= Andy Guillemard-Noble =

Puerto Rican attorney

Andrés "Andy" Guillemard-Noble, is a Puerto Rican attorney who also serves as the majority owner and president of the Puerto Rico Islanders soccer team, and its spokesman in the local media.

==Football==
One of the owners of the Puerto Rico Islanders, he was elected president of the club in 2006, and has been the public face of Puerto Rico's first professional soccer franchise and the U.S. territory's only professional team in a national league, since Puerto Rico does not have an MLB, NBA, NFL or NHL team. Guillemard has made it a point to demonstrate that a Puerto Rican team can excel nationally. In 2010, he became the majority owner after other owners sold their shares of the club to him as a way of meeting the new USSF D2 standards.

==Politics==
A prominent supporter of statehood for Puerto Rico, during the 2008 Puerto Rico June 1 Democratic presidential primaries, he coordinated Barack Obama's unsuccessful campaign in Puerto Rico.
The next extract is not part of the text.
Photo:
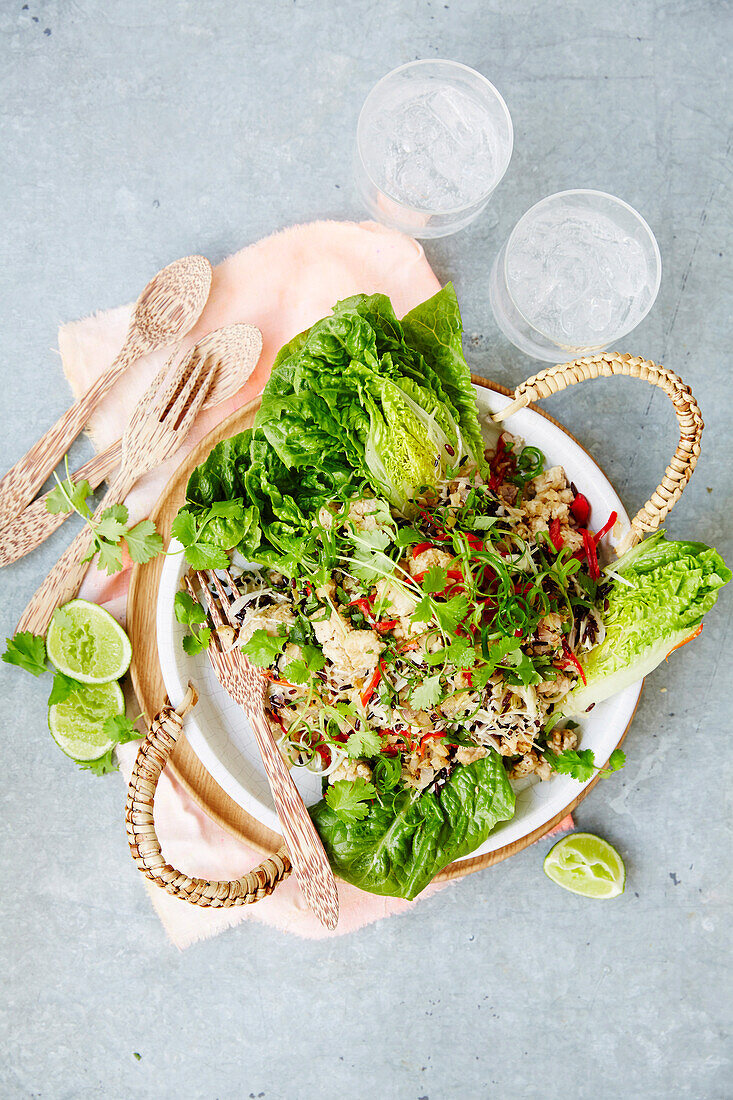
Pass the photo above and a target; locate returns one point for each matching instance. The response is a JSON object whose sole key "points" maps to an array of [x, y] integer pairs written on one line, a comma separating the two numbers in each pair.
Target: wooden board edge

He subsequently served as a member of the 2008 Democratic National Convention Platform Committee and was responsible for drafting the platform plank regarding Puerto Rico.

During the 2008 New Progressive Party primaries and general election he managed the campaign for his brother-in-law, and now Resident Commissioner, Pedro Pierluisi.

==Charities==
Guillemard is the Vice President of the Jose Jaime Pierluisi Foundation, a charitable organization in Puerto Rico.